On apprend aujourd’hui que le gouvernement allemand a interdit le groupe Muslim Interaktiv, accusé de violer les droits fondamentaux et de menacer l’ordre constitutionnel du pays. Cette décision s’accompagne d’une série de descentes policières coordonnées à travers plusieurs États allemands, marquant un nouveau tournant dans la lutte de Berlin contre l’islamisme radical.
Perquisitions et bannissements
Comme le rapporte Kirsten Grieshaber pour The Associated Press, plusieurs centaines de policiers ont mené mercredi des perquisitions dans sept lieux à Hambourg liés à Muslim Interaktiv, ainsi que dans douze autres sites à Berlin et en Hesse. Ces opérations visaient également deux organisations connexes, Generation Islam et Reality Islam. Les autorités ont saisi des liquidités, des données informatiques et des documents manuscrits. Les sites web de Muslim Interaktiv ont été fermés, et toute utilisation publique de ses symboles est désormais interdite.
Le ministère fédéral de l’Intérieur a déclaré que le groupe représentait une menace pour la démocratie allemande, promouvant un discours antisémite et discriminatoire envers les femmes et les minorités sexuelles. L’organisation prônait par ailleurs la supériorité de la charia sur le droit allemand et revendiquait un modèle social exclusivement islamique, en opposition aux valeurs démocratiques du pays.
Une rhétorique ouvertement hostile à la démocratie
La ministre de l’Intérieur, Alexander Dobrindt, a justifié l’interdiction en affirmant que l’Allemagne ne tolérerait pas de groupes appelant à un califat ou incitant à la haine contre Israël et les Juifs. « Nous répondrons avec toute la force de la loi à quiconque incite à la haine sur nos rues, méprise la démocratie et attaque notre pays de l’intérieur », a-t-il déclaré, cité par The Associated Press. Le ministère a également souligné que le groupe rejetait ouvertement l’égalité entre les sexes et la liberté d’orientation sexuelle — des positions jugées « incompatibles avec la démocratie et les droits humains ».
Cette initiative s’inscrit dans un contexte de fermeté accrue contre les mouvements extrémistes, qu’ils soient islamistes ou d’extrême droite. Plusieurs groupes radicaux ont été dissous ces dernières années, après une série d’attentats et de complots visant à déstabiliser l’ordre constitutionnel.

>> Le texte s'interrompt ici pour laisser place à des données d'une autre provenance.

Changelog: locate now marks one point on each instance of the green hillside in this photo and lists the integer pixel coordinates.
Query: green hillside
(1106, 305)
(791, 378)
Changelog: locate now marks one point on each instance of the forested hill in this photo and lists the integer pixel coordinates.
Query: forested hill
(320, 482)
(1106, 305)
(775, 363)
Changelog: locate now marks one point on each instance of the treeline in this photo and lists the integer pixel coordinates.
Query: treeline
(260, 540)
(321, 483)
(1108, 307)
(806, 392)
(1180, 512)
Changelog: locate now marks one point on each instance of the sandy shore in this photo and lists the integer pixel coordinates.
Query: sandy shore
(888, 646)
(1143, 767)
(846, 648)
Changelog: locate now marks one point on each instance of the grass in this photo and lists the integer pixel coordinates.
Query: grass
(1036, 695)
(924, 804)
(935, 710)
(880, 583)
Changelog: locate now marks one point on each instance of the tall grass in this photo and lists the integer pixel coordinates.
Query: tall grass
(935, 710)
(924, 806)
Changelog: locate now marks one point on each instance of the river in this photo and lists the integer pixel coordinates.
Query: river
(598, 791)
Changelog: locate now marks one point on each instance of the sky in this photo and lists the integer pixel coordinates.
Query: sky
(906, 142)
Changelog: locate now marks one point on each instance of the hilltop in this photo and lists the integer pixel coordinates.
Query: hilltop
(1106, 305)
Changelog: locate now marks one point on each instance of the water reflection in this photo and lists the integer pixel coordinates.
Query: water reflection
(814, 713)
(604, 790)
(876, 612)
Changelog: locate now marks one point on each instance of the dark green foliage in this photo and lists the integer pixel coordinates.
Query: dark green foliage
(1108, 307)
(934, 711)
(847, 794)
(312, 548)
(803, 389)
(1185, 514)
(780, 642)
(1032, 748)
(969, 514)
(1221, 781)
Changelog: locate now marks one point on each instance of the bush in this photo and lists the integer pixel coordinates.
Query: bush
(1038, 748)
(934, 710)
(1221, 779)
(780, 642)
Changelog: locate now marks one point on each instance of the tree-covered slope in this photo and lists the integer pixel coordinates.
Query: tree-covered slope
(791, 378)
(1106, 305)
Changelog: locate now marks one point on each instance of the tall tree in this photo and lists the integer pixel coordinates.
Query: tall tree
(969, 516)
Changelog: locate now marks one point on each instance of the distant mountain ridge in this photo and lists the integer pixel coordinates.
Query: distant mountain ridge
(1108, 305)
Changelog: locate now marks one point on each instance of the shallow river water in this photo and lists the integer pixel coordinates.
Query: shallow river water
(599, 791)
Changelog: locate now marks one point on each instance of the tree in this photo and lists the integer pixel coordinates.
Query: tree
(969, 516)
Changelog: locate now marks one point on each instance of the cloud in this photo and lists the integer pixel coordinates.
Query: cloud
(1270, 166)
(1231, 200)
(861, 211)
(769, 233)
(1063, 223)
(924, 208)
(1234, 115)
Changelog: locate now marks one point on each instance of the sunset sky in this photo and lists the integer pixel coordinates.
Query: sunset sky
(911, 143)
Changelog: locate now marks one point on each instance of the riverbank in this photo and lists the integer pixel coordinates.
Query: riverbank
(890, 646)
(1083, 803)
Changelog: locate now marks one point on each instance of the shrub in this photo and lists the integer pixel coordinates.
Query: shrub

L’islamisme numérique dans la ligne de mire
Andy Grote, ministre de l’Intérieur de l’État de Hambourg, a qualifié cette interdiction de « coup porté au modernisme du djihadisme numérique », décrivant Muslim Interaktiv comme une forme de « TikTok-islamisme » moderne exploitant les frustrations sociales des jeunes musulmans. Selon un rapport récent du service de renseignement intérieur de Hambourg, les dirigeants du groupe utilisaient vidéos et publications en ligne pour présenter la communauté musulmane comme victime d’un rejet systémique de la part de la société allemande — une stratégie de polarisation et de victimisation typique des mouvances islamistes.
Ahmad Mansour, militant connu pour son combat contre l’extrémisme islamiste, a salué la décision du gouvernement sur la plateforme X (anciennement Twitter), affirmant que le groupe faisait partie « d’un réseau islamiste devenu plus agressif et dangereux ces derniers mois », cherchant à mobiliser et endoctriner la jeunesse musulmane d’Allemagne.
Un précédent dans la lutte européenne contre la radicalisation
La dissolution de Muslim Interaktiv illustre un durcissement du ton des autorités allemandes face à l’islamisme militant, dans un pays où la liberté religieuse demeure pourtant une valeur fondamentale. En interdisant ce groupe, Berlin cherche à établir une ligne claire entre la pratique religieuse légitime et la subversion idéologique visant à miner l’État de droit.
La démarche pourrait inspirer d’autres pays européens confrontés à la montée du radicalisme numérique et aux réseaux transnationaux de propagande islamiste. L’Allemagne, marquée par plusieurs attaques terroristes depuis 2016, semble décidée à ne plus tolérer les structures prônant une opposition frontale entre l’islam politique et la démocratie libérale.